Over the years, one of the most important elements of my work has been the constant reminder of how little any of us really know about how things work. For example, I’ve often heard it said that “if you’ve seen one port, you’ve seen one port,” the implication being that, while ports are the same in essence, they’re very different in their details. Nothing could illustrate this better than our visit to a container terminal in Vietnam.
Food safety and the integrity of the supply chain, especially all elements of the cold chain, have attained an ever-higher level of importance as food has become a more globally traded product sector. Although potatoes aren’t typically associated with refrigeration, they are shipped under “chill” conditions to keep them fresher longer. With this in mind, we arranged a look at the cold chain process in Vietnam, including a tour of a container terminal and a visit to an off-dock cold storage facility.
Although we didn’t expect to see as modern and efficient an operation as one would find in Japan or Singapore, the Vietnamese terminal we visited appeared to be fairly typical of similar facilities in developing countries: a bit congested, mostly automated, with more people than may be necessary, but basically running smoothly.
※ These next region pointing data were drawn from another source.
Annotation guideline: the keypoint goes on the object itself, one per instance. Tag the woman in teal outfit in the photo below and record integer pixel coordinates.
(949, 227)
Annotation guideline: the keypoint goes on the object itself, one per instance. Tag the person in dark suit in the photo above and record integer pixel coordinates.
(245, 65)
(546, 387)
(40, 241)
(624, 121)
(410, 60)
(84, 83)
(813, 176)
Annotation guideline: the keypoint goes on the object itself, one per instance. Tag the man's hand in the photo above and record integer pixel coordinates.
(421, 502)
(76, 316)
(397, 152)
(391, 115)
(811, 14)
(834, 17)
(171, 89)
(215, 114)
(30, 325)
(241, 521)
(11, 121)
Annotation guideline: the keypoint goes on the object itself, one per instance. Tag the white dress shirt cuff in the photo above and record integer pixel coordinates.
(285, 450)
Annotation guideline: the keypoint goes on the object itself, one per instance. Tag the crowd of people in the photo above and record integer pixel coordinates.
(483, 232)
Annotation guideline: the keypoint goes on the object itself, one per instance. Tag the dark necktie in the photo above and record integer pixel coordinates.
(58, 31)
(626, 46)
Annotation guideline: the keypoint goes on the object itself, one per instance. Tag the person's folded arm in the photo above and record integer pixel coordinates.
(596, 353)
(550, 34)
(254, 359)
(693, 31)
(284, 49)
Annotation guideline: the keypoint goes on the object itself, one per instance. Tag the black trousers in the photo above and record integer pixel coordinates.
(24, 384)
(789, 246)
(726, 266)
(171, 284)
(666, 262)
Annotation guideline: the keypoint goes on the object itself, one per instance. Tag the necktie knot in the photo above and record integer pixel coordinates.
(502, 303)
Our surprise came at the end of our visit when we stopped to look at the reefer area. Although there were a large number of reefer units that appeared to be in good order, there was no cold storage building in evidence. At a loading operation we looked in on, frozen shrimp was being transloaded from a truck — whose reefer unit was off — to a 40-foot refrigerated container sitting on the ground.
The container hadn’t been “pre-tripped,” and the reefer unit also was off. The outside temperature was in the mid- to high 80s, and loading, which had been occurring for more than an hour, was far from complete. The truck and the container were very warm inside.
We’re clearly not all at the same stage. The terminal staff saw nothing amiss with their process. Maybe they were correct, but maybe some of those shrimp were about to go bad from the heat. Who would know and how would anyone find out? No one from the shipper or consignee was watching. The process was the standard operating procedure, so why worry?
Like many in Manila, I felt my own agony of uncertainty. Would someone, somewhere become ill from those shrimp? I’ll never know. There remains much to be done: relief work in the Philippines, improved processes in Vietnam. We all must do our part.